Beyond the glitz and glamour, the Howards found that Las Vegas is just like any other city: It’s filled with people searching for hope.
“There really is a need and an urgency for Churches of Christ out here,” Lantz said. “It seems like the nation has a stigma of, ‘Well, we can’t plant churches there.’ I don’t think that’s true.”
Dave Taylor, a Bright Angel member, said he didn’t comprehend until he moved here that “there was more than just the Strip to Las Vegas.”
“But when you get here, you find that it’s just like any other city,” said Taylor, an engineer. “The difference in Vegas is, sometimes, the sin is a little more visible.
“When you scratch below the surface, you find that people have needs everywhere,” he said. “That’s why I think folks like Lantz and Jessica are so important to a congregation, because they do spend so much time building relationships.”
A youth minister could let the needs overwhelm him, said Harry Palmer, a Bright Angel member. But Palmer said Lantz has focused on small steps. Within a few weeks of moving to Las Vegas, Lantz started taking the youth group to serve in a downtown soup kitchen.
“I normally pass out the soup bowls,” Jessica said. “We have someone who wipes down tables and others washing dishes. A lot of times, we’ll have so many people that Lantz will walk around and visit.”
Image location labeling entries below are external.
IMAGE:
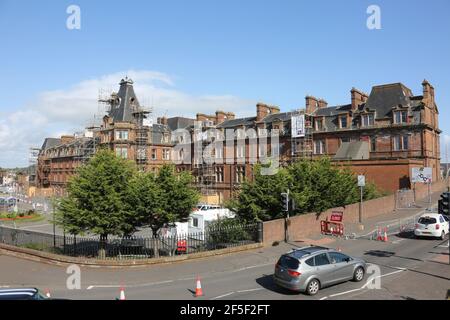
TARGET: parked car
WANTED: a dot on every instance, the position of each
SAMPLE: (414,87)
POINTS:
(22,294)
(432,225)
(310,269)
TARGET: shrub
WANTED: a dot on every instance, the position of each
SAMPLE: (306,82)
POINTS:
(227,230)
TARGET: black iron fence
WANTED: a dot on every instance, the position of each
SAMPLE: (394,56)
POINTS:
(133,247)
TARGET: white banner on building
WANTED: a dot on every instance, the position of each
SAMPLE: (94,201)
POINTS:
(298,126)
(422,175)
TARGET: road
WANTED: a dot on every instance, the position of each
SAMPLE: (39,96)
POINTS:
(410,269)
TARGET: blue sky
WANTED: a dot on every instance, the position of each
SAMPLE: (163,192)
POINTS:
(191,56)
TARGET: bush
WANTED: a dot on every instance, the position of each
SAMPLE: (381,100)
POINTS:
(227,230)
(35,246)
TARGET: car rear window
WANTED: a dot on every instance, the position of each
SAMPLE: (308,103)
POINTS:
(289,262)
(427,220)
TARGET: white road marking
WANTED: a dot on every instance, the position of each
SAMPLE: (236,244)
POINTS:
(37,226)
(398,241)
(366,284)
(130,285)
(222,296)
(253,267)
(250,290)
(345,292)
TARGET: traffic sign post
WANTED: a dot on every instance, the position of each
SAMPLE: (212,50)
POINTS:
(361,184)
(285,202)
(423,175)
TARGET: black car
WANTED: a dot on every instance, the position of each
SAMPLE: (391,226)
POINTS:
(22,294)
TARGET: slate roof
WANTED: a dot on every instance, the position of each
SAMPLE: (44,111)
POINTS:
(179,123)
(355,150)
(126,103)
(383,98)
(50,143)
(249,121)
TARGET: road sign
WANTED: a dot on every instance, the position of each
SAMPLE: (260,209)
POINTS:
(298,126)
(361,181)
(285,201)
(337,216)
(422,175)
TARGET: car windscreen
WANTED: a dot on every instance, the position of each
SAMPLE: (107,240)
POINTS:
(16,297)
(289,262)
(427,220)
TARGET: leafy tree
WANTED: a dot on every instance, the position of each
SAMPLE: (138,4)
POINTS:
(162,199)
(259,200)
(314,186)
(96,198)
(227,230)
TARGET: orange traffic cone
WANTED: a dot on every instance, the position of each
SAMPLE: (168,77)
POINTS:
(122,294)
(379,237)
(198,289)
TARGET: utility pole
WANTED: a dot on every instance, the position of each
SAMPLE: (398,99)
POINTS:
(446,166)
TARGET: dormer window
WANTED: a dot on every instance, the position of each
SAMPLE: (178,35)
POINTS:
(343,122)
(319,124)
(367,120)
(400,117)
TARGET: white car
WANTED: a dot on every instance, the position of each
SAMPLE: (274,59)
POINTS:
(432,225)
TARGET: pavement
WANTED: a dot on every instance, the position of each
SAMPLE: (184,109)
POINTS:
(409,268)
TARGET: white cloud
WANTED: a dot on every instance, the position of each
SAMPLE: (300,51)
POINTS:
(68,110)
(445,142)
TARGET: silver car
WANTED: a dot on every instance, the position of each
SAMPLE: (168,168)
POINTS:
(311,268)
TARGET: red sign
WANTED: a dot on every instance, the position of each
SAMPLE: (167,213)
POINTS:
(181,246)
(337,216)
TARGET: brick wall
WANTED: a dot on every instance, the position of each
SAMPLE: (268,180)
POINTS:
(307,225)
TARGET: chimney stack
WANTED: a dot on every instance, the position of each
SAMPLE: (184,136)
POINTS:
(230,116)
(428,92)
(221,116)
(262,111)
(322,103)
(67,139)
(312,104)
(358,98)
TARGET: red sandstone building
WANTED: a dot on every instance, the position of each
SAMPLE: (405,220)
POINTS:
(382,135)
(125,130)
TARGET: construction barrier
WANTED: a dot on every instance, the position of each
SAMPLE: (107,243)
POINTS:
(331,227)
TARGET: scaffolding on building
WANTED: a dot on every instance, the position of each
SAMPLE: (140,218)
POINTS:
(142,136)
(33,163)
(204,164)
(302,146)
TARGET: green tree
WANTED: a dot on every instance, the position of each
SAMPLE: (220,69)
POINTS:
(96,198)
(259,200)
(314,186)
(162,199)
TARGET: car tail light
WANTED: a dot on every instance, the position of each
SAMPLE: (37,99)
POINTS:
(294,273)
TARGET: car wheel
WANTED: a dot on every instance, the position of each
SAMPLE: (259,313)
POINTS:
(359,274)
(313,287)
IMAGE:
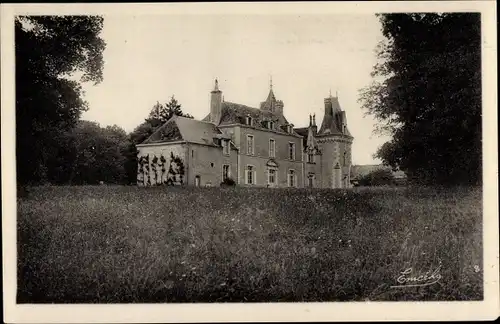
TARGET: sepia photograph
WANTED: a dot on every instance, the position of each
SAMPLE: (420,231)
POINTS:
(250,157)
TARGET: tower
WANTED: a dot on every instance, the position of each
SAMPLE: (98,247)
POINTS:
(271,104)
(336,142)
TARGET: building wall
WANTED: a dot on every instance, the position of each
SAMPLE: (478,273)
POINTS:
(165,149)
(314,169)
(207,161)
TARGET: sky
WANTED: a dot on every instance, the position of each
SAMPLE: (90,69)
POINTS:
(149,58)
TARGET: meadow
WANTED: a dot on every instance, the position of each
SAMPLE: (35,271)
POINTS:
(119,244)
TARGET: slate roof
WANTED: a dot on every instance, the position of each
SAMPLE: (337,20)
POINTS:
(302,132)
(332,121)
(186,129)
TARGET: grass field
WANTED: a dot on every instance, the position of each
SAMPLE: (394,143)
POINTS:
(127,244)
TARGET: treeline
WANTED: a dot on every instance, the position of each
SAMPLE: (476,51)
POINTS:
(91,154)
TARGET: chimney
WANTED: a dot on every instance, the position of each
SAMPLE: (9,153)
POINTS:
(216,104)
(328,107)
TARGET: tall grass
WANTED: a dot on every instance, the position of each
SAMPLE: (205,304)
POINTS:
(112,244)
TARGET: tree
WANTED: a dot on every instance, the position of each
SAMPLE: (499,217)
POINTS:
(426,93)
(49,51)
(158,116)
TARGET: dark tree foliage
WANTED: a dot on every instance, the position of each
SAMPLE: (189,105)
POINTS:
(379,177)
(50,49)
(427,94)
(159,115)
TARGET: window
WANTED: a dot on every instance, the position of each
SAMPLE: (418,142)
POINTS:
(272,148)
(291,178)
(291,151)
(310,181)
(271,179)
(250,147)
(250,175)
(225,172)
(225,147)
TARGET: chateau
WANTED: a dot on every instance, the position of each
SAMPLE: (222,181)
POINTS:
(251,146)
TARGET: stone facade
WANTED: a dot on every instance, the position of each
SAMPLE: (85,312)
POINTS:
(252,146)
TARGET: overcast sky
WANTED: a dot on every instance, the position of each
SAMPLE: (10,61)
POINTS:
(151,58)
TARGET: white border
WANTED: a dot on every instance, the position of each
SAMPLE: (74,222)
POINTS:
(347,311)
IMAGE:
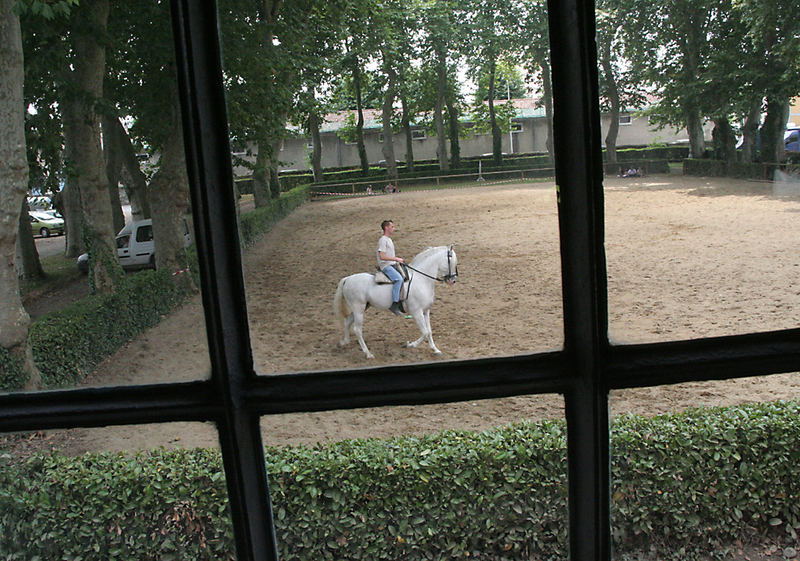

And build relationships, as he sees it.
As a result of the work at the soup kitchen, Lantz got to know a woman and her husband.
“We were able to study with them, and both of them were baptized,” Jessica said.
Wherever they go — be it the grocery store or a restaurant — the Howards strike up conversations and invite people to church. They know their neighbors by name and have made friends with them. To meet more people, Lantz even started substituting on Fridays at the public middle school where Jessica teaches reading.
For the Howards, it’s all part of making church more than the hour or two members spend in worship on Sunday.
Lantz praised how the congregation has responded. Nebeker, whose son, Grant, 13, is a part of the youth group, recently knitted blankets to give to the homeless shelter. Natalie Beaudette, a first-grader whose family helps with the soup kitchen, organized a toy drive at her school to benefit the needy children.
“I have a heart for our people at church to grow outside of the box because I would say, for the most part … people aren’t very missional and evangelistic,” Lantz said. “I don’t think it’s unique to Las Vegas. I think it’s America.”